Bucak’s process-based practice, and her translation of experiences into objects, comes to the fore in the three particular works. In Black Ink, moveable lead type is laid out on a metal tablet, spelling out the recipe for the ink used in printing. The ingredients were obtained from the ashes that Bucak collected from the warehouse of an independent Kurdish publishing house, which was torched. The themes of loss, censorship and suppression are also central to 342 Names. Bucak repeatedly etched the names of political dissidents in Turkey on a lithographic stone, until it finally crumbled and broke. The names were predominantly of Kurds, who had been the victims of enforced disappearance. “I started from the 1980s coup d’état onwards,” she clarifies. “There is no public or legal archive about these people. Different organizations in Turkey have collected various names, which I brought together. We don’t know what happened to them—if they are dead, or in prison, or still alive.” The printed sheets float in a tin tub of water, which will slowly dissolve. It functions as a counter-monument, a tribute to the black hole of memory.

“It’s a memorial of pain, a memorial of the story of the event,” says Bucak. “Each work takes a different form each time. It might be a print, or mobile type, or the quilt, or a garden.” Fantasies of Violence is comprised of 117 double-sided zinc printed plates, arranged on shelves. Every plate is etched with abstract markings derived from representations of violence reproduced from newspapers. “The more we see images, they become abstracted,” Bucak says. “I began redescribing the images, through my eyes”. They are accompanied on the back of each plate by a narrative description of the violent act. Each day, one plate is selected, either by museum staff or the general public, to be turned over and reveal its etched face.

Fantasies of Violence, 2017
Fantasies of Violence, 2017

In two video works made in 2013, Bucak returned to the story of Genesis in order to create an alternative mythology, reimaging the story of first man as the creation of first woman: “What would the world be like if it was woman who was born first?” In the video Fall a nude female figure chucks rocks, eventually hurling a large boulder, from her fort atop a mound of red earth. Filmed on the border of Turkey and Armenia, on a construction site that had revealed this striking red landscape, Bucak was interested in creating an incongruous and alternative universe. Nomologically Possible Anyhow is equally surreal, following a woman’s attempt to place one hundred eggs inside the cement blocks, laid out like ancient ruins. The footage is screened on thirteen separate monitors, on different timers. “It is an impossible image,” Bucak remarks. “It never stops; the action never stops.”

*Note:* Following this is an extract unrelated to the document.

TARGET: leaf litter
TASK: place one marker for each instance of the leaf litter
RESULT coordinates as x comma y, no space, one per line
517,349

This notion of an impossible image, of abstraction, of renegotiated history as an alternative mythology lingers after leaving the show. Bucak’s practice eschews singular interpretation, inviting a coalescing of responses. Her environments interrupt the gallery, giving creative space to and amplifying the voice of political dissidents, minorities and those excluded from traditional narratives. It is not didactic, but a symbolic gesture, working in the gaps between the margins of the political and the poetic.